Just Transition: A Climate, Energy and Development Vision for Africa
- wikuskruger
- Jan 1, 2023
- 1 min read
This report advances an African-led vision of a just transition that places development, equity, and sovereignty at the centre of climate and energy transformation. It argues that dominant global just transition narratives, often shaped by industrialised countries and international finance institutions, risk reproducing dependency, extractivism, and exclusion unless they are firmly grounded in African priorities and realities.
Situating Africa’s transition within intersecting crises of climate change, energy poverty, food insecurity, and structural economic vulnerability, the report challenges narrow, technocratic approaches focused primarily on emissions reduction.

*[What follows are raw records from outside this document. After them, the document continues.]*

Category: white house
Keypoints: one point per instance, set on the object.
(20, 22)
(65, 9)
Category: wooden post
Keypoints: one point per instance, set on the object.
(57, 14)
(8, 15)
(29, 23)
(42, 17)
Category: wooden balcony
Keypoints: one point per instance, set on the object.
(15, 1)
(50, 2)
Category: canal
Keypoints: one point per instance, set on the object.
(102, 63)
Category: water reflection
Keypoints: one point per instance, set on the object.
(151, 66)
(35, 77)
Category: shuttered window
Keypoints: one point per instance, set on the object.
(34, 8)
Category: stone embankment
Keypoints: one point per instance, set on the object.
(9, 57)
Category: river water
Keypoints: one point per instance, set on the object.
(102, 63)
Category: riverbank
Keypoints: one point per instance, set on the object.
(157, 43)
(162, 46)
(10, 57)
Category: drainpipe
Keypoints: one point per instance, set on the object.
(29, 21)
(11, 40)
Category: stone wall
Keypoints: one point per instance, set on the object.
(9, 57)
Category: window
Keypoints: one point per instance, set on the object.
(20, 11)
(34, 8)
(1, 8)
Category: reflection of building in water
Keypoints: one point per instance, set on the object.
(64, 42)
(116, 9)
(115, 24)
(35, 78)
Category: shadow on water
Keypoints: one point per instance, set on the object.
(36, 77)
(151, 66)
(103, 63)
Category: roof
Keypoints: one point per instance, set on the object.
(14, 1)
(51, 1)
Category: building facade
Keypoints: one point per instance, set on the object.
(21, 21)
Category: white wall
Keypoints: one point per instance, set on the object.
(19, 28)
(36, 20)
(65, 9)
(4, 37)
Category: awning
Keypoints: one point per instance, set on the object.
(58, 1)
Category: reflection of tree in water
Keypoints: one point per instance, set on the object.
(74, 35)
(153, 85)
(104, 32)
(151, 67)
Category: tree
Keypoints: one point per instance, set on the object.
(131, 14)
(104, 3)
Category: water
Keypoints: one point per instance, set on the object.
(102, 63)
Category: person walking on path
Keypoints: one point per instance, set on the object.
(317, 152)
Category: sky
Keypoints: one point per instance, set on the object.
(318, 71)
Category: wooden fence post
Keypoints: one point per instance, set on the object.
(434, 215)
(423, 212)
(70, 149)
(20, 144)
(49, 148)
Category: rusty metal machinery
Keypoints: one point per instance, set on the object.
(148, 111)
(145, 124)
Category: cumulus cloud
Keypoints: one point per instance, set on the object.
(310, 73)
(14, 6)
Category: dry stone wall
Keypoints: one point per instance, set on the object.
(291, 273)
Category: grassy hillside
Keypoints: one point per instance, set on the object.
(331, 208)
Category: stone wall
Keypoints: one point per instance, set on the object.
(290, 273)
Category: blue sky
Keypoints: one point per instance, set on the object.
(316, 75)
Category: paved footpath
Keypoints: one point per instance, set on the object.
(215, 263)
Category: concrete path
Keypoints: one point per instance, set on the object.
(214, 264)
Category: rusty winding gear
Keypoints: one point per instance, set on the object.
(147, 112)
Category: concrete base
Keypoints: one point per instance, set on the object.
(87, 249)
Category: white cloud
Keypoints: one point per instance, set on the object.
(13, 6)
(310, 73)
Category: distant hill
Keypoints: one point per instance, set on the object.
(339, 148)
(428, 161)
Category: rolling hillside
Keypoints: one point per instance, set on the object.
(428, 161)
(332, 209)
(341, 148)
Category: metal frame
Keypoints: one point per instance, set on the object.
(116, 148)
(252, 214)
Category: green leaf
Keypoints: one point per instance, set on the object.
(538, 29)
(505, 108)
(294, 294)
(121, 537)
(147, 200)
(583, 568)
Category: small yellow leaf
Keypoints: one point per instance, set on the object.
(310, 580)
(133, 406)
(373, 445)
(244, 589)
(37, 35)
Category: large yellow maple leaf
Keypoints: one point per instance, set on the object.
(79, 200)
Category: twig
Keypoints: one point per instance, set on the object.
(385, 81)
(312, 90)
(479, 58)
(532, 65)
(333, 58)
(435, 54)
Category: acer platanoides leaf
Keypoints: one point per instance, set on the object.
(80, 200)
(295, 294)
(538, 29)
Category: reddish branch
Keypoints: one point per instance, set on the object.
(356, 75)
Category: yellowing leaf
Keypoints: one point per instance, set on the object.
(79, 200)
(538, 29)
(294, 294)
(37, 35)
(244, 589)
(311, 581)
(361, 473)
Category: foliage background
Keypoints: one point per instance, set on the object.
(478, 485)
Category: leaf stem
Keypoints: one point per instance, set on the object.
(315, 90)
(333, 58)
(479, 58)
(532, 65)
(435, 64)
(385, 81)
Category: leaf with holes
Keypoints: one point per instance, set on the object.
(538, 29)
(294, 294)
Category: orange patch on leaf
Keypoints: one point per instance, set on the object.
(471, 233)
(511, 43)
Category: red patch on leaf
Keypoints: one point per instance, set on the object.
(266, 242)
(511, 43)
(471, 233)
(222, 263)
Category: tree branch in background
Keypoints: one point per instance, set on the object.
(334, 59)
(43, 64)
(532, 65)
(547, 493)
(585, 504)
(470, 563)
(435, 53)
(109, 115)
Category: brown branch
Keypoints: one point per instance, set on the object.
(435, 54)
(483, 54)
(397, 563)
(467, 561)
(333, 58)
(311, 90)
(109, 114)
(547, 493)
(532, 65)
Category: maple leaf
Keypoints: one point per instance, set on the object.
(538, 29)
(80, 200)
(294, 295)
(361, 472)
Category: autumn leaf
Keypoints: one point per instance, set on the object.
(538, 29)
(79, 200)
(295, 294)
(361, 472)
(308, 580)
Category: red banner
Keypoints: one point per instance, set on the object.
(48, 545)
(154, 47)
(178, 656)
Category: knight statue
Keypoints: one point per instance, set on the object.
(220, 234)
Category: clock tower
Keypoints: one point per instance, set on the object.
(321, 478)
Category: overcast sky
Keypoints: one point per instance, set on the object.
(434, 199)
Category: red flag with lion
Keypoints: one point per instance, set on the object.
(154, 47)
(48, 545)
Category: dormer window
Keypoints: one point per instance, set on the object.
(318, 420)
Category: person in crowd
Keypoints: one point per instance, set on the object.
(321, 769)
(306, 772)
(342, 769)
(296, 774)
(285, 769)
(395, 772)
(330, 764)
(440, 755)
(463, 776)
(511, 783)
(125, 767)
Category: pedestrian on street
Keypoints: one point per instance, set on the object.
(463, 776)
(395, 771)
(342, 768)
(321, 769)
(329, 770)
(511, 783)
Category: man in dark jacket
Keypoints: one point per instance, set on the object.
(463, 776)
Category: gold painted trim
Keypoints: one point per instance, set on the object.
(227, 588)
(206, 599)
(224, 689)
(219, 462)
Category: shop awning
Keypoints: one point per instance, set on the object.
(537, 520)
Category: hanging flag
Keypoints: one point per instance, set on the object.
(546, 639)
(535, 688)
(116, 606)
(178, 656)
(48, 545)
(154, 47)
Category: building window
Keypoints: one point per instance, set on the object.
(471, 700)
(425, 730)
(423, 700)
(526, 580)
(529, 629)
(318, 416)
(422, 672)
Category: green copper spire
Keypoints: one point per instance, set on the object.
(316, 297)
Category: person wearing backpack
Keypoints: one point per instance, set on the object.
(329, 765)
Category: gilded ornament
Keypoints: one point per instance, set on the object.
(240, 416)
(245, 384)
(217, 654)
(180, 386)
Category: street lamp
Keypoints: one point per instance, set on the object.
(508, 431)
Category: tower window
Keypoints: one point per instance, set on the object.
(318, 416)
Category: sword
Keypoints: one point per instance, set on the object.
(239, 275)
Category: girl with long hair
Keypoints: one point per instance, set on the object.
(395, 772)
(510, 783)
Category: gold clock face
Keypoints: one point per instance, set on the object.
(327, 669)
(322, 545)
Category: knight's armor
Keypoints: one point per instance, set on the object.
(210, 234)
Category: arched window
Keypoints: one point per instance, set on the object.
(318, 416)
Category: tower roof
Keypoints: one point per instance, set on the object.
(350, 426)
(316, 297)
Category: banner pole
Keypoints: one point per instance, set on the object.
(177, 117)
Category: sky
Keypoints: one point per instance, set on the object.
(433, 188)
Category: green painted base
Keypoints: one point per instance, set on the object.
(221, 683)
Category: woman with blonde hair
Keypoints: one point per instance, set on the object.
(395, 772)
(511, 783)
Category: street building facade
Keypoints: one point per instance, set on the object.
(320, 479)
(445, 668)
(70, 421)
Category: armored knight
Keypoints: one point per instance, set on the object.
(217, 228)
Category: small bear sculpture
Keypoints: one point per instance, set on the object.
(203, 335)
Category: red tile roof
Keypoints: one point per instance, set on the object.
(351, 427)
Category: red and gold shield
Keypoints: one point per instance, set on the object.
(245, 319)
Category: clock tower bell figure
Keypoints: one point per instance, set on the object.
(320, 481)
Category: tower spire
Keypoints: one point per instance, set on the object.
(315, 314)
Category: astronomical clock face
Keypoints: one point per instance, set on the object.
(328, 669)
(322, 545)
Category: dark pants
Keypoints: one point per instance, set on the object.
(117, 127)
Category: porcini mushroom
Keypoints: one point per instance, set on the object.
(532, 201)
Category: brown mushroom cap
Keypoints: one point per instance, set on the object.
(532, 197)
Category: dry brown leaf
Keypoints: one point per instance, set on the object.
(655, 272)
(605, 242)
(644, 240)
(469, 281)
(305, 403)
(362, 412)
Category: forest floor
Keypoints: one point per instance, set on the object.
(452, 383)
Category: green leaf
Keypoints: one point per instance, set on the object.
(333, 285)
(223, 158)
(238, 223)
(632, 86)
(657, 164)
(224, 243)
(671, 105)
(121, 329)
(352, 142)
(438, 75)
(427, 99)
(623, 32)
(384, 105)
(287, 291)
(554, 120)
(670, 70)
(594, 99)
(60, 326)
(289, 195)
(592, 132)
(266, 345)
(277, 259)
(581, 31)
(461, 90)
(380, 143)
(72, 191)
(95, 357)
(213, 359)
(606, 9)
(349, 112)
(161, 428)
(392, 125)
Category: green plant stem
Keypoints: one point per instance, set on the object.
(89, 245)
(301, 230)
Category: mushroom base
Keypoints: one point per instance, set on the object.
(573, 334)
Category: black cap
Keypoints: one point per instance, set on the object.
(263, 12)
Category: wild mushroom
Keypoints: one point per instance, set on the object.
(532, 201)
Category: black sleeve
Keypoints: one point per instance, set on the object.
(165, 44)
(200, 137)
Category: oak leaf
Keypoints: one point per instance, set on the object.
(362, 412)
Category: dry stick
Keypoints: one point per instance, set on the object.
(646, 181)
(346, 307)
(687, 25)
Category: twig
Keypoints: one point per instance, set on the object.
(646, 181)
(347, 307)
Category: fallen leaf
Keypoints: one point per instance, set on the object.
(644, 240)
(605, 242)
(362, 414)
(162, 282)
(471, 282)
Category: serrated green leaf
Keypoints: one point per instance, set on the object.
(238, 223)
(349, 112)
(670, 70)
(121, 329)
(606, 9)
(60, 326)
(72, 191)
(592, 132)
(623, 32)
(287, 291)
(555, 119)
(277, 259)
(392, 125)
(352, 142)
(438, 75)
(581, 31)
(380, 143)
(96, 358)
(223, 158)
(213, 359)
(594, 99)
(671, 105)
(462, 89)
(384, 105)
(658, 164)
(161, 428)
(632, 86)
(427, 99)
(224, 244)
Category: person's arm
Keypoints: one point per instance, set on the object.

Instead, it frames just transition as a broader political and economic project centred on livelihoods, industrialisation, public services, and democratic ownership of energy systems. Energy access and sufficiency are treated as foundational to development, not secondary outcomes of decarbonisation.
The report offers a critical assessment of donor-driven initiatives, including Just Energy Transition Partnerships, highlighting concerns around debt, transparency, and limited attention to justice and participation. It warns that poorly regulated renewable energy expansion can reproduce social and environmental harms. Drawing on Agenda 2063 and African-led initiatives, the report calls for African ownership, regional cooperation, grant-based finance, and a new global social contract that enables climate-compatible development on Africa’s own terms.